BT wird sicher auch Probleme bereiten.

Modem wird nicht gehen.

Sonic

----------

## dakjo

Das XP geraffel da ..... dat wird eh nix.

Nein im ernst, vielleicht die Platten nicht. Glaub ich aber weniger.

Das Modem, der Kartenleser vielleicht.

Grafikkarte, geht das mit XPCI schon ? Ich hab keine Ahnung

----------

## Sonic Lux

 *dakjo wrote:*   

> Das XP geraffel da ..... dat wird eh nix.
> 
> Nein im ernst, vielleicht die Platten nicht. Glaub ich aber weniger.
> 
> Das Modem, der Kartenleser vielleicht.
> ...

 

Kartenleser geht auf jeden Fall, der ist doch per USB intern abgeschlossen.

PCIe Grakas dürften schon gehen, nV hat ja auch vor kurzem einen neuen Treiber rausgebracht.Last edited by Sonic Lux on Sun Nov 14, 2004 8:55 pm; edited 1 time in total

----------

## d-fens

das is doch ned nvidia karte, sollte ja schon gehn.

aber mir dem rest hab ich auch null erfahrung...

und die tvkarte, soll das ne dvb-t/analog hybridkarte sein?

scart ausgang um direkt n fernseher beim videoschnitt anzuschliessen...?

wäre ne schöne spielwiese und eh zeit für n neuen rechner aber irgendwie bin ich mir noch schwer unsicher...

----------

## hoschi

ist ein komplett pc, was erwartest du jetzt?

dass da etwa eine gute graka, genügend ram und eine cpu drin steckt mit der man nicht grillen kann  :Rolling Eyes: 

von dem ganzen überflüssigen mist der eh nur irqs und strom verbraucht, im schlimmsten fall sogar ärger bereitet, gar nicht zu reden.

ich find diese "volks-pc" lustig, fürs "volk" sind die völlig überdemensoniert, und für die "user" sind sie totaler schwachsinn

ich würde mich übrigens schämmen wenn ich besuch hätte, nicht wegem dem aldi pc, sondern wegen dem tower, geschmacksnerven abgetötet, oder was?!

manch einer mag das ja als hässliches entlein bezeichnen, für mich ist es nur der beweis dass die deutschen sich echt alles ins wohnzimmer stellen.

hauptsache von aldi und irgendwie billiger als andere...

 *Quote:*   

> 
> 
> Wenn ich mir jetzt einen Workstation zulegen müsste, würde ich so Vorgehen:
> 
> Internet, Movies, Pictures, Office, Spiele, Filesharing:
> ...

 

Ersteres kann man dann auch mit einem Desktop-Gehäuse (ich mag sie immer noch!), oder Barbone verwirklichen.

Beim zweiteren je nachdem Midi-Tower oder was großes ala CubeCase

----------

## zinion

Kauf dir lieber hochwertige Einzelteile, die gut zueinander passen und lass alles weg, was du vom ALDI-PC nicht brauchst.

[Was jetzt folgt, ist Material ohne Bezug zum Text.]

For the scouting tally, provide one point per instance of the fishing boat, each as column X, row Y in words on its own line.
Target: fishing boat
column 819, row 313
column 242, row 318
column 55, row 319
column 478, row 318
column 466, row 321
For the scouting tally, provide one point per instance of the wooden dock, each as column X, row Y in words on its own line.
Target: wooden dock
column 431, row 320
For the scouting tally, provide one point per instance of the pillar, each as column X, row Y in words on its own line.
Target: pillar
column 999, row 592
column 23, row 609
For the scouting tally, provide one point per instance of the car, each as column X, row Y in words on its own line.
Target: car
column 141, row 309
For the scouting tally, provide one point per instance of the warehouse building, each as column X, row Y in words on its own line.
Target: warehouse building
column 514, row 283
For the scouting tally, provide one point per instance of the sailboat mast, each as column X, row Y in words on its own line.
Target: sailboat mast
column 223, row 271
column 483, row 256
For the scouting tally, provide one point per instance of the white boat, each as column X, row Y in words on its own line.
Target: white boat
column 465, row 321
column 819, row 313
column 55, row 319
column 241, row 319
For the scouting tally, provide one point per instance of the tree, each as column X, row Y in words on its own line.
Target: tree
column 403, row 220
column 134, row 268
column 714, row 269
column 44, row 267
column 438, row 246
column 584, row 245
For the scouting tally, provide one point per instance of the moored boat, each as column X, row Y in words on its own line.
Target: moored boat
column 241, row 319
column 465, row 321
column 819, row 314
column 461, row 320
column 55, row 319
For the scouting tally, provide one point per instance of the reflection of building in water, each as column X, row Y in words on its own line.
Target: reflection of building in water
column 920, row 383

Die sucken echt die Dinger....

Manchmal steckt der letzte No-Name Scheiss drin. Grafikkarten hab ich da schon geshen...

----------

## TheAlamo

 *d-fens wrote:*   

> 
> 
> hat jemand ne ahnung was da alles daran (nicht) funktioniern wird?

 

Hi,

das "8 Kanal Intel High Definition Audio" wird nicht laufen. Es gibt zwar einen alsa-driver dafür (snd-azx), aber den kann man getrost in die Tonne treten.

----------

## Carlo

Willst Du ihn deswegen - Microsoft® Windows® XP Home Edition SP2 - haben? Bis jetzt hat noch jede Aldi-Kiste Pferdefüße gehabt und sonderlich billig fand ich die Angebote auch nie. Laß den Heizlüfter stehen und hol Dir lieber irgendwo ein Äquivalent mit amd64!

----------

## Aldo

Ich habe ein Verständnisproblem mit dem Satz

 *Quote:*   

> Zentraleinheit VDE/GS-geprüft

 

Heißt das die CPU ist VDE/GS-geprüft oder was verstehen die unter "Zentraleinheit"?

Sind die blöd oder ich?   :Rolling Eyes: 

----------

## Inte

Ein Computer besteht aus drei Hauptelementen:

Dateneingabegerät, Zentraleinheit und Datenausgabegerät.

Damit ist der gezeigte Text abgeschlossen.